In 1994 Cohen said that "it was a song I've never been satisfied with". In the 1999 book, The Complete Guide to the Music of Leonard Cohen, the authors comment that Cohen's question, "Did you ever go clear?", in the song, is a reference to the Scientology state of "Clear".

In the liner notes to 1975's The Best of Leonard Cohen, which includes the song, he mentions that the famous blue raincoat to which he refers actually belonged to him, and not someone else:

I had a good raincoat then, a Burberry I got in London in 1959. Elizabeth thought I looked like a spider in it. That was probably why she wouldn't go to Greece with me. It hung more heroically when I took out the lining, and achieved glory when the frayed sleeves were repaired with a little leather. Things were clear. I knew how to dress in those days. It was stolen from Marianne's loft in New York City sometime during the early seventies. I wasn't wearing it very much toward the end.

Ron Cornelius played guitar on Songs of Love and Hate and was Cohen's band leader for several years. He told Songfacts: "We played that song a lot before it ever went to tape. We knew it was going to be big. We could see what the crowd did—you play the Royal Albert Hall, the crowd goes crazy, and you're really saying something there. If I had to pick a favorite from the album, it would probably be 'Famous Blue Raincoat'."

The original recording starts in the key of A minor, but switches to C major during the choruses. Cohen said, "That's nice. I guess I got that from Spanish music, which has that."

==Reception==
"Famous Blue Raincoat" is widely considered to be one of Cohen's best songs. American Songwriter ranked the number five on their lists of the 10 greatest Leonard Cohen songs.

==Cover versions==
"Famous Blue Raincoat" has also been recorded by numerous other artists, including Tori Amos, Joan Baez, Jonathan Coulton, Nathaniel Rateliff, and Eivør and Jared Louche. It provided the title to Jennifer Warnes' album of cover versions of Cohen's songs.

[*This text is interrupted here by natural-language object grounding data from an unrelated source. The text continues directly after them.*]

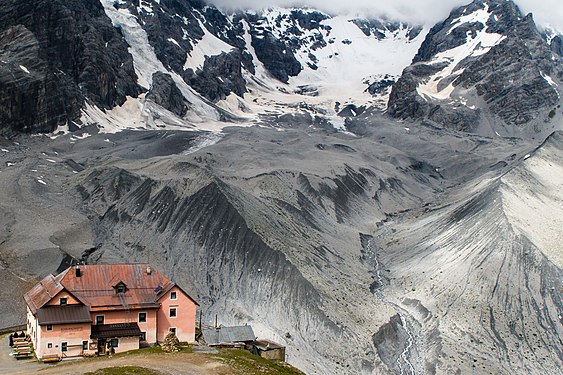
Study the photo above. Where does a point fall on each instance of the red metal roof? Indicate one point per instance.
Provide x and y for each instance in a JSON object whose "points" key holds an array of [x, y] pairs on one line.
{"points": [[43, 292], [95, 286]]}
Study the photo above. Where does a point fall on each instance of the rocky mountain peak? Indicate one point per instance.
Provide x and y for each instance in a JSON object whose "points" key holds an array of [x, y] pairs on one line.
{"points": [[486, 63]]}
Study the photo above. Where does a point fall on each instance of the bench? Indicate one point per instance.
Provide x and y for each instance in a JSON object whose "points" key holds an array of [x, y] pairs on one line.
{"points": [[51, 358]]}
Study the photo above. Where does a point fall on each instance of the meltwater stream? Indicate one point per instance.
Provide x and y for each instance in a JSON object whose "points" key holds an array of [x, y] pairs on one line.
{"points": [[403, 361]]}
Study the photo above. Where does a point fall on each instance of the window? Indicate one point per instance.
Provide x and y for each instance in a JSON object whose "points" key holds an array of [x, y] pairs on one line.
{"points": [[120, 287]]}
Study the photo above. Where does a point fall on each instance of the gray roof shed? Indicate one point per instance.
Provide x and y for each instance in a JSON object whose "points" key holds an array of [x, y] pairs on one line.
{"points": [[228, 335]]}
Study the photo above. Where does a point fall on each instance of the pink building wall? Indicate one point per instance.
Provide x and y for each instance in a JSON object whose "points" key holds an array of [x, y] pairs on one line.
{"points": [[184, 322], [72, 334], [131, 316]]}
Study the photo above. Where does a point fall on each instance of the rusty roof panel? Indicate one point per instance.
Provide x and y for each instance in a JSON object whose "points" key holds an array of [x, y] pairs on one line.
{"points": [[63, 315], [95, 287], [44, 291]]}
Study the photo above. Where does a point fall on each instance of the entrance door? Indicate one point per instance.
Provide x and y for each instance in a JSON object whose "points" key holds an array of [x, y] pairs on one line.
{"points": [[101, 346]]}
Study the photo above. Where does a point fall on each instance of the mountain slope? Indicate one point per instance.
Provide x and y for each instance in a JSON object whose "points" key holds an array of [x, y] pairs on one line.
{"points": [[486, 69]]}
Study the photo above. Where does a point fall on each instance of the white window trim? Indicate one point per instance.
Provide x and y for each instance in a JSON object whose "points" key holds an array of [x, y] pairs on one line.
{"points": [[139, 317], [117, 341]]}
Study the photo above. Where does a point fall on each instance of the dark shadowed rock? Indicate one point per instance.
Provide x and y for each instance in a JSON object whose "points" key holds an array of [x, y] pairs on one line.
{"points": [[73, 52], [165, 93], [219, 76], [508, 81], [276, 56]]}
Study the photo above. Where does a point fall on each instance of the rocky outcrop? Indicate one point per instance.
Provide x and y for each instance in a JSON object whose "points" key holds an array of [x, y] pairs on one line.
{"points": [[276, 56], [60, 54], [506, 71], [165, 93], [557, 45], [220, 76]]}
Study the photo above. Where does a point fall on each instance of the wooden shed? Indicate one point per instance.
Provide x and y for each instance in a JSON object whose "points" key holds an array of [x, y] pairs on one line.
{"points": [[269, 350]]}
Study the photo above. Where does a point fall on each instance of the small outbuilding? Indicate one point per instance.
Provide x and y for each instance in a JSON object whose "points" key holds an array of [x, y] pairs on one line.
{"points": [[225, 336], [269, 350]]}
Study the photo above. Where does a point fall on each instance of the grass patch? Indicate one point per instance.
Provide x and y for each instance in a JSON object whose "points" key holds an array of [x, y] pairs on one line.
{"points": [[124, 370], [247, 363]]}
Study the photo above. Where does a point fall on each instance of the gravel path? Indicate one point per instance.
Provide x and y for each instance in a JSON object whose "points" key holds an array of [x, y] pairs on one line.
{"points": [[167, 364]]}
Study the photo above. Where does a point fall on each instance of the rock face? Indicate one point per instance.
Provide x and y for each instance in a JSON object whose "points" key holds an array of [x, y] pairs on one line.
{"points": [[165, 93], [220, 76], [276, 56], [59, 52], [485, 63]]}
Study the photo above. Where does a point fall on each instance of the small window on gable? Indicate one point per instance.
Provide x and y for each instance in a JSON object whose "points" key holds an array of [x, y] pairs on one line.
{"points": [[120, 287]]}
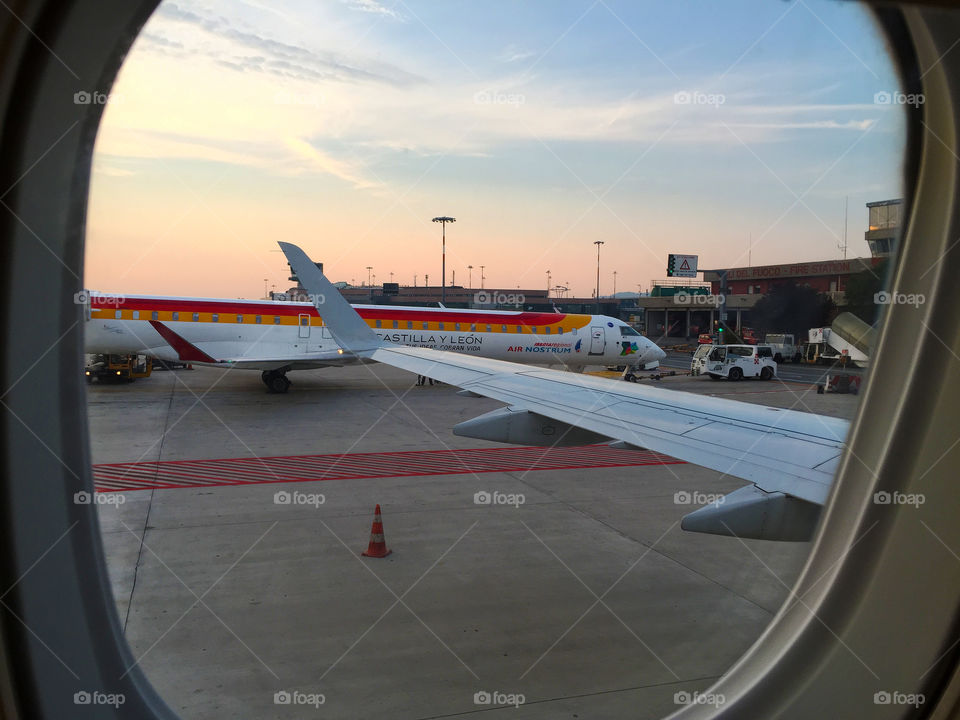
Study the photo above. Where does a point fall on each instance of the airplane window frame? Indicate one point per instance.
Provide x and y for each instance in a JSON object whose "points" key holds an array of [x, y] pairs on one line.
{"points": [[783, 672]]}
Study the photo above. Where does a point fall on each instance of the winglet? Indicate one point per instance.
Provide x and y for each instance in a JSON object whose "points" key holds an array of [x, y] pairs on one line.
{"points": [[347, 328]]}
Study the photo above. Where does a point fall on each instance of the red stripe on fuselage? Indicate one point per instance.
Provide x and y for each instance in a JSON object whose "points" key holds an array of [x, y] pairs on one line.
{"points": [[185, 350], [286, 309]]}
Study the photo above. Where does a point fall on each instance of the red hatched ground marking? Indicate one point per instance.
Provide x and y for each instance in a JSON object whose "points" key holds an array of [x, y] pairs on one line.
{"points": [[116, 477]]}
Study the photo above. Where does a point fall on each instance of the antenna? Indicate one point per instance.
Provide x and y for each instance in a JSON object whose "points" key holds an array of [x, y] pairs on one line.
{"points": [[843, 246]]}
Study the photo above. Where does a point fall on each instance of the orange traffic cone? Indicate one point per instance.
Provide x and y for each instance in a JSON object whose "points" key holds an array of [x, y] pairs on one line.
{"points": [[377, 546]]}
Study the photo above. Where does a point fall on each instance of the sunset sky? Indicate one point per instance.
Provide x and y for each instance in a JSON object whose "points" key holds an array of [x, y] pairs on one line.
{"points": [[346, 125]]}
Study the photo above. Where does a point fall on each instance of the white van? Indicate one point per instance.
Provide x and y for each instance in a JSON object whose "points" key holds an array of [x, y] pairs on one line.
{"points": [[734, 362]]}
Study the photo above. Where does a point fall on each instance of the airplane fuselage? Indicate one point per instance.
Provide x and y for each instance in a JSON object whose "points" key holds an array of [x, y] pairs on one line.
{"points": [[269, 335]]}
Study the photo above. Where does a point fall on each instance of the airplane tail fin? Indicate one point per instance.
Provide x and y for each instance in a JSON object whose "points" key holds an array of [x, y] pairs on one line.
{"points": [[347, 328]]}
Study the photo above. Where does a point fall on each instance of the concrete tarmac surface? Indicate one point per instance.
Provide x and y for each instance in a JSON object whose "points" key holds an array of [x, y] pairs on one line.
{"points": [[585, 600]]}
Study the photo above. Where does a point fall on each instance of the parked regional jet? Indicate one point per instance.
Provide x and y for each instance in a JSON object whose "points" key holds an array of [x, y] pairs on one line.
{"points": [[276, 337], [789, 456]]}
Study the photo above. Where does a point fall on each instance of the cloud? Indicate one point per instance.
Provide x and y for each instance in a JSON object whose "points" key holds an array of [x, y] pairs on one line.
{"points": [[372, 6], [512, 53], [280, 58]]}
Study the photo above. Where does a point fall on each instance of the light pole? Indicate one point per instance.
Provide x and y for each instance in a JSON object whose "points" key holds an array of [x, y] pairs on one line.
{"points": [[598, 243], [443, 220]]}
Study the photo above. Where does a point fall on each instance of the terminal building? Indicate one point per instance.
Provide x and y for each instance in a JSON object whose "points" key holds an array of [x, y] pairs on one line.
{"points": [[676, 309], [683, 311]]}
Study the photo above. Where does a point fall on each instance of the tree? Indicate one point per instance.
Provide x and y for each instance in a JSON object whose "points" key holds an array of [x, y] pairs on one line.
{"points": [[861, 289], [791, 308]]}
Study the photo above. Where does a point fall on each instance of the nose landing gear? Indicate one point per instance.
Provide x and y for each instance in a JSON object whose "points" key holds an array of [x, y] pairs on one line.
{"points": [[275, 380]]}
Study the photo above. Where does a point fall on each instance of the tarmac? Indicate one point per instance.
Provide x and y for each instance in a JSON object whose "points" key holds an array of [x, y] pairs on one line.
{"points": [[579, 598]]}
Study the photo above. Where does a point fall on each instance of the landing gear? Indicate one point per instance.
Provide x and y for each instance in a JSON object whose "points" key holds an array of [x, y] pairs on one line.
{"points": [[275, 380]]}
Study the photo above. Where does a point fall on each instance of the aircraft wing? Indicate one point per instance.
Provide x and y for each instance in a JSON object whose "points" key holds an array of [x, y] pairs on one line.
{"points": [[790, 457]]}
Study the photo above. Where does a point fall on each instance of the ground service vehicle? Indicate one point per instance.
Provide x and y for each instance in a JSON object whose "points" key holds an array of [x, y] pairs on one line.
{"points": [[736, 362]]}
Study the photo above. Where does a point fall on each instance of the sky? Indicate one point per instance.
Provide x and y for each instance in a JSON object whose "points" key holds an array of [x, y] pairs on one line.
{"points": [[735, 131]]}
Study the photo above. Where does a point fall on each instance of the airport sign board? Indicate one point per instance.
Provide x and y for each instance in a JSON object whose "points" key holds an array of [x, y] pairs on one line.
{"points": [[681, 265]]}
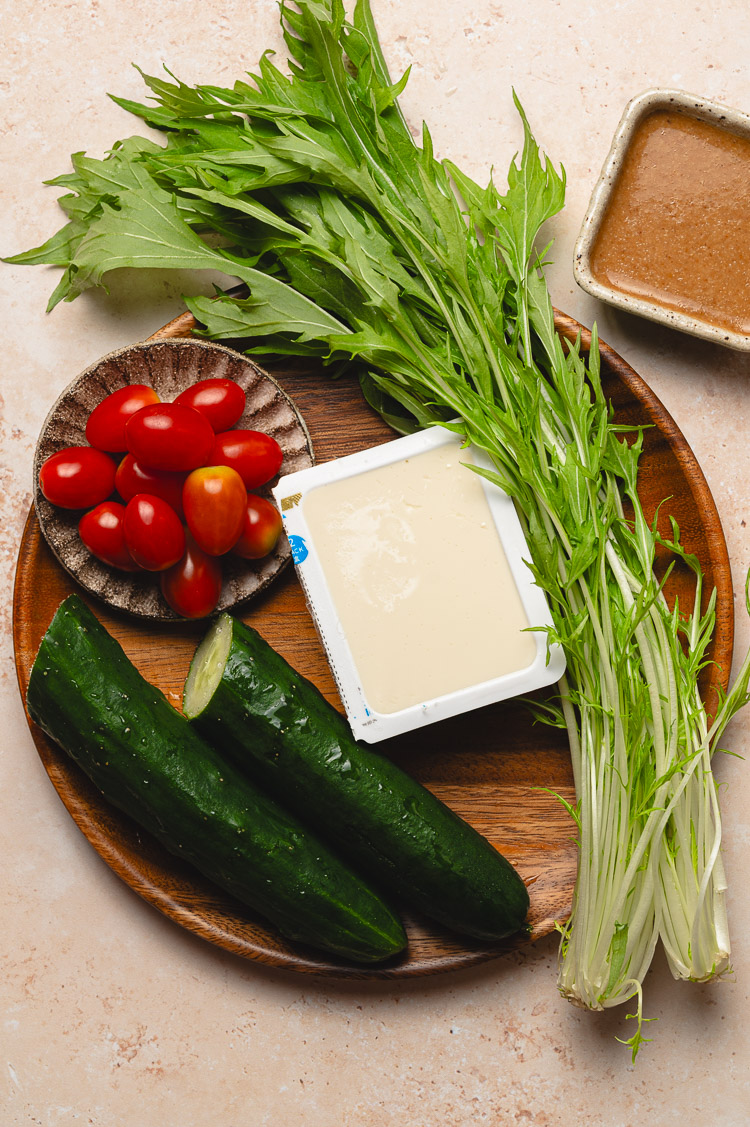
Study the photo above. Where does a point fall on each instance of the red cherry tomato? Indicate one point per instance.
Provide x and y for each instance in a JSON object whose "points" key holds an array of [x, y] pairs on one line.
{"points": [[222, 401], [214, 499], [169, 436], [106, 424], [133, 478], [261, 529], [77, 477], [255, 455], [103, 532], [192, 586], [153, 533]]}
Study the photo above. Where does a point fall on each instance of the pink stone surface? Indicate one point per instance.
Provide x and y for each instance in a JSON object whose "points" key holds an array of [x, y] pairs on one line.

Damien Rice performed the song at the 2017 Tower of Song: A Memorial Tribute to Leonard Cohen concert. First Aid Kit included it in their Who By Fire memorial tribute sung by Maja Francis.

=="When I Need You" comparison==
The melody of the "hook" line or chorus of "When I Need You" by Leo Sayer is identical to the part of "Famous Blue Raincoat" where the lyrics are as follows: "Jane came by with a lock of your hair, she said that you gave it to her that night, that you planned to go clear." The melody of these lyrics matches the lyrics of "When I Need You" as follows: "(When I) need you, I just close my eyes and I'm with you, and all that I so want to give you, is only a heart beat away."

In a 2006 interview with The Globe and Mail Cohen said:

"I once had that nicking happen with Leo Sayer. Do you remember that song 'When I Need You'?" Cohen sings the chorus of Sayer's number one hit from 1977, then segues into "And Jane came by with a lock of your hair", a lyric from "Famous Blue Raincoat". "Somebody sued them on my behalf ... and they did settle", even though, he laughs, "they hired a musicologist, who said, that particular motif was in the public domain and, in fact, could be traced back as far as Schubert."